Barros outorga um significado algo mitológico a esses pequenos moluscos, uma vez que, considerando o ritmo e a constância empregados em suas jornadas, teriam eles uma conexão com as origens, ou melhor, com um tempo primigênio mensurável em largas escalas, podendo, por isso mesmo, ser tomados como símbolos de uma filosofia de vida que valoriza a lentidão, a observação e a imensa beleza que se nos vai expondo aos poucos, ao longo das trilhas que esculpimos em nosso entorno natural.

 

J.A.R. – H.C.

 

Manoel de Barros

(1916-2014)

 

Os Caramujos

 

Há um comportamento de eternidade nos caramujos.

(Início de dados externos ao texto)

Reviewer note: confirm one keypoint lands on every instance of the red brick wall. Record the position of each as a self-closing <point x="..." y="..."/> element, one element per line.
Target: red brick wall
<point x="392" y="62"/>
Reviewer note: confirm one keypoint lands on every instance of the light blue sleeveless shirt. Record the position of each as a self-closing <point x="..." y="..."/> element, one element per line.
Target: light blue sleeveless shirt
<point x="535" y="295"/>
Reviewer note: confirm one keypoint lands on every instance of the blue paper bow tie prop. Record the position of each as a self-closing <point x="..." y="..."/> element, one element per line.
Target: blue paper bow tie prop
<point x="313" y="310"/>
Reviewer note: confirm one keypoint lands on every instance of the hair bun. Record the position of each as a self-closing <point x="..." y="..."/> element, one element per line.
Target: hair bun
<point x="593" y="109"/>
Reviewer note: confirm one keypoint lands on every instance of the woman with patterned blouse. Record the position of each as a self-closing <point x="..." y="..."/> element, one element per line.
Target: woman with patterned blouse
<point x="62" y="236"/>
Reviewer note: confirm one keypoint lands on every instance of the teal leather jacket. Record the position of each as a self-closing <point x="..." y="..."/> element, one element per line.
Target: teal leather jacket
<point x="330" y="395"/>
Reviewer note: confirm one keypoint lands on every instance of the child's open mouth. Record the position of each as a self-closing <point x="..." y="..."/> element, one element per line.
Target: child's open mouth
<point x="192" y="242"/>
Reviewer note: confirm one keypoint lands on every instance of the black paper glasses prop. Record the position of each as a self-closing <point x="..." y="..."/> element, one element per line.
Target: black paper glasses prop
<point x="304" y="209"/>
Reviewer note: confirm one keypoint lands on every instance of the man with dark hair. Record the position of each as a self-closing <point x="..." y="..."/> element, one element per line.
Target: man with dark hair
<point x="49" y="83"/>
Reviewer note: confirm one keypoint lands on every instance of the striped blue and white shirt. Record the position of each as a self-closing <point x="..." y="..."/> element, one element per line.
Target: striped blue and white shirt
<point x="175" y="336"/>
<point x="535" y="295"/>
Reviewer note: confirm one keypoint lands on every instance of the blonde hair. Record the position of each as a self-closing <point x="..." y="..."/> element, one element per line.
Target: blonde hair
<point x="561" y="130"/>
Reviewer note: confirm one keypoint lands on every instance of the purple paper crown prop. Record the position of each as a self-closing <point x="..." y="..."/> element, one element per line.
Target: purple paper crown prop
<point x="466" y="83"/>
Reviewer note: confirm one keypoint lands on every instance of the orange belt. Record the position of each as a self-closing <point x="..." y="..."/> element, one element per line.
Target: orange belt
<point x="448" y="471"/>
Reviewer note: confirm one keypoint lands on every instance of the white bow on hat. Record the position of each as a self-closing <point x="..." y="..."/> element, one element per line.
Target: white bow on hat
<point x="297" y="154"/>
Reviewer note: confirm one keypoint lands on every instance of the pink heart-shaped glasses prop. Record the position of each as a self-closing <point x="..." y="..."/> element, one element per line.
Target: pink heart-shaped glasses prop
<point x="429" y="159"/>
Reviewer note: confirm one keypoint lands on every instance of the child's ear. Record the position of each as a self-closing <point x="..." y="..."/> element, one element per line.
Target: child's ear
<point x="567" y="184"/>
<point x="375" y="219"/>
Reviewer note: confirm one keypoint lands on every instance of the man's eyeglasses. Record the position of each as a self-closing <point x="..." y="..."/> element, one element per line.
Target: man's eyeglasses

Para subir os barrancos de um rio, eles percorrem um

dia inteiro até chegar amanhã.

O próprio anoitecer faz parte de haver beleza nos

caramujos.

Eles carregam com paciência o início do mundo.

No geral os caramujos tem uma voz desconformada

por dentro.

Talvez porque tenham a boca trôpega.

Suas verdades podem não ser.

Desde quando a infância nos praticava na beira do rio

nunca mais deixei de saber que esses pequenos

moluscos

ajudam as árvores a crescer.

E achei que esta história só caberia no impossível.

Mas não; ela cabe aqui também.

 

Caramujo

(Heather Olsen: artista norte-americana)

 

Referência:

 

BARROS, Manoel de. Os caramujos. In: __________. Tratado geral das grandezas do ínfimo. Rio de Janeiro, RJ: Record, 2005. p. 319.